Jordan made her position clear in an interview with SeaWestNews website during her first visit to BC in her role as fisheries minister, in which she referred to a public mandate letter sent to her by Trudeau setting out what he wanted her to achieve during the recently-elected Liberal minority government’s term.

Justin Trudeau's manifesto pledge was a bombshell to fish farmers.

‘Letter is clear’

In that letter, Trudeau mandated Jordan to “work with the province of British Columbia and Indigenous communities to create a responsible plan to transition from open net-pen salmon farming in coastal British Columbia waters by 2025”.

“The mandate letter is clear that I have to come up with a plan by 2025 and that’s what I will be doing,” Jordan told SeaWestNews.

Jordan told SeaWestNews that she expects to have a clearer timeline and consultation pathway on the issue after the public release of a report – State of Aquaculture Technologies – which examined the viability of production systems with the potential to deliver market-sized salmon in BC.

Science-based decisions

According to SeaWestNews, a draft copy of the study concludes that “the new technologies discussed in this report, as well as conventional net pen systems, will all play a role in contributing to global production of salmon products”.

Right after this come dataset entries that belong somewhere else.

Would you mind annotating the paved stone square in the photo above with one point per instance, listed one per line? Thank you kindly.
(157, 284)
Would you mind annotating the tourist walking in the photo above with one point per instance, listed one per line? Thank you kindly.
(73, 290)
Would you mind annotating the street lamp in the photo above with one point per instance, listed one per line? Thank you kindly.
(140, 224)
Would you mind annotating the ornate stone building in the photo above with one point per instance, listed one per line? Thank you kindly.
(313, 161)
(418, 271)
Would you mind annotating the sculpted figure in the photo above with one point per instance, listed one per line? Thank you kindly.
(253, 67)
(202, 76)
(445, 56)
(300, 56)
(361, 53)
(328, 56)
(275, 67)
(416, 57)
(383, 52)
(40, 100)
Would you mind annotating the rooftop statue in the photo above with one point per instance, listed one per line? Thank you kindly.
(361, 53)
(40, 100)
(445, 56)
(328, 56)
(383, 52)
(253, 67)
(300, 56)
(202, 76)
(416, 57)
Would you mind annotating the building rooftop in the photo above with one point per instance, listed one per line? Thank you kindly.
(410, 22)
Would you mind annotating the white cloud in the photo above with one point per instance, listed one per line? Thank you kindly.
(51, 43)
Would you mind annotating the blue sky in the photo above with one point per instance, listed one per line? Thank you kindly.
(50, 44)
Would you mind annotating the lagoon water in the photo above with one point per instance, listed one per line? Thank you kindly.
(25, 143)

The website said that Jordan stressed that the government is committed to science-based decision making, the United Nations Declaration on the Rights of Indigenous Peoples (UNDRIP) for shared prosperity with First Nations and the economic well-being of coastal communities.

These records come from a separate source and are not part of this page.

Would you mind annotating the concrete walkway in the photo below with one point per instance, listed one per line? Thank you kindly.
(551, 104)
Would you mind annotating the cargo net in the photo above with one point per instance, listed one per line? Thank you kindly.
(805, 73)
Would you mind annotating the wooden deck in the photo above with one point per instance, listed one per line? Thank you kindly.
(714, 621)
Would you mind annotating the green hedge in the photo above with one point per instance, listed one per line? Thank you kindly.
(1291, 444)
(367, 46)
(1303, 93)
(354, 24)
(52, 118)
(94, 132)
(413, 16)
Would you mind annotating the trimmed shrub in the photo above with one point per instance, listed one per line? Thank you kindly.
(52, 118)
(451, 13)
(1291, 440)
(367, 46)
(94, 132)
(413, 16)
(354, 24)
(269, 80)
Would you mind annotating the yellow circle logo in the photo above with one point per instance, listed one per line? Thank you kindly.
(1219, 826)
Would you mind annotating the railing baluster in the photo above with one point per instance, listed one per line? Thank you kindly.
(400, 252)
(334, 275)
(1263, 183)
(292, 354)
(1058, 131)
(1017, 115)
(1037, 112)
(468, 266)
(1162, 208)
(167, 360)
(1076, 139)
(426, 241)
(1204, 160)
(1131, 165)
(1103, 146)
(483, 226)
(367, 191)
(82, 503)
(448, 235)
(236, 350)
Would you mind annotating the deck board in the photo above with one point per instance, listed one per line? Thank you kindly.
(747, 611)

“When we look at the mandate letter and the commitments that have been put on me to make, I think it’s really important to look at the (proposed) Aquaculture Act and how we go forward with that to lend stability to the industry and indigenous and coastal communities,” said Jordan.

‘Reckless policy’

The Liberal Party’s support to end net-pen salmon farming in BC was first announced in its manifesto ahead of last October’s general election, and many observers believed it intended for the transition to take place within five years.

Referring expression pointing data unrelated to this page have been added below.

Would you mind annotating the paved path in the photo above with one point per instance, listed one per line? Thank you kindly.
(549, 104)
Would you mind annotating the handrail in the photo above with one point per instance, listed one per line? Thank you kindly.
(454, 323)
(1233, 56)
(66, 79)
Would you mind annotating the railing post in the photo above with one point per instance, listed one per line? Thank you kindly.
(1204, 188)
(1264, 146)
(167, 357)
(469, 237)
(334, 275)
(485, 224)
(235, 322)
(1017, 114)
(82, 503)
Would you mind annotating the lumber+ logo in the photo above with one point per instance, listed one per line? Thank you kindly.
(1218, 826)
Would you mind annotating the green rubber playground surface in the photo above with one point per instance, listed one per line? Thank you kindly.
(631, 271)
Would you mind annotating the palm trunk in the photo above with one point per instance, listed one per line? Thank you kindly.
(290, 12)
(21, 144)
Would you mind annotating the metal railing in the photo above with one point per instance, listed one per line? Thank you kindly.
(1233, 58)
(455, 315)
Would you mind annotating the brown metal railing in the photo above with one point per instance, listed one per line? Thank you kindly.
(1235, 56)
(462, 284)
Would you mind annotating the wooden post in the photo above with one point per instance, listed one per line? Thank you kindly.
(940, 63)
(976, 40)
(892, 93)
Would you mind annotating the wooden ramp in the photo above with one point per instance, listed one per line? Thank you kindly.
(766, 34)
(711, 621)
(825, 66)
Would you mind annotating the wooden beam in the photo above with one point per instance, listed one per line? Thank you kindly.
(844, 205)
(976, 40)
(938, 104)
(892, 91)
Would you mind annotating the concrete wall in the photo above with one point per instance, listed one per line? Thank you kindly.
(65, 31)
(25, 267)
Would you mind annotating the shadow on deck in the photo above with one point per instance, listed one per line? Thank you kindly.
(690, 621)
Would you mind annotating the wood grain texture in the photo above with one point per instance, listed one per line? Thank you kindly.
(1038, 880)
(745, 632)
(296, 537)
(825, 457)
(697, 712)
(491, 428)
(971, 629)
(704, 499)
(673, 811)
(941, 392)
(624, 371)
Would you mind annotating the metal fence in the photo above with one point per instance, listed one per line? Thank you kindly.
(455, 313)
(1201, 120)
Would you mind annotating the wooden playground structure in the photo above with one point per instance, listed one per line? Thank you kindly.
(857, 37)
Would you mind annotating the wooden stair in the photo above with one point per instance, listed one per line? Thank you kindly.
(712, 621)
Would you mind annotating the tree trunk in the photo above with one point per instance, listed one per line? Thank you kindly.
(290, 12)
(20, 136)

Like Trudeau’s mandate letter, the wording was open to one of two interpretations about the timescale. The manifesto stated: “In British Columbia, we will work with the province to develop a responsible plan to transition from open net pen salmon farming in coastal waters to closed containment systems by 2025.”

At the time Tim Kennedy, president and chief executive of the Canadian Aquaculture Industry Alliance (CAIA), said: “This is a reckless policy, not grounded in science, and it will threaten good middle-class jobs across Canada.”

The CAIA has since expressed hopes that the industry can work with Jordon to realise the opportunities presented by aquaculture.